Freud’s concept of “das Es,” “the It” — borrowed from Georg Groddeck and improperly translated as “the Id” by James Strachey — refers to the “unknown and uncontrollable forces” that govern our psychic lives. It would be easy to assimilate “It” to a reading along these lines, especially as all too knowable forces are loose in Derry — racism, domestic abuse, poverty, unemployment, McCarthyism and Reaganism. Perhaps the monster the Losers call It is a proxy for these or for the unconscious; the standard accounts of why we turn to the uncanny suggest that I escaped into horror novels, with their imaginary hence harmless terrors, to escape the misery of my adolescent schooldays.

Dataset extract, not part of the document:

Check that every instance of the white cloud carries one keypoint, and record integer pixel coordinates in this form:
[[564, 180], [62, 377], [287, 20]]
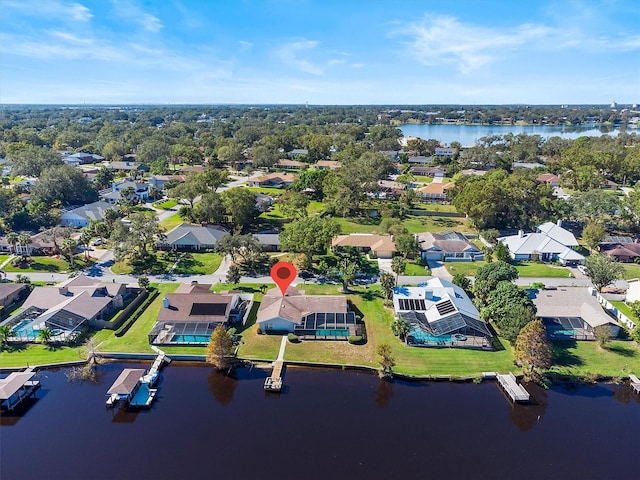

These explanations make a tidy intuitive sense, which is why I distrust them. People like to come up with theories for why we enjoy watching hockey-masked crazies carve up campers. “Can’t you guys just let a story be a story?” asks the adult Bill, who has become a novelist. But that’s no good either. I don’t know why I like to read Peter Straub or watch “Halloween.” But rereading “It” reminded me we should let eighth-graders do both.

Michael Robbins is the author, most recently, of “Equipment for Living: On Poetry and Pop Music.”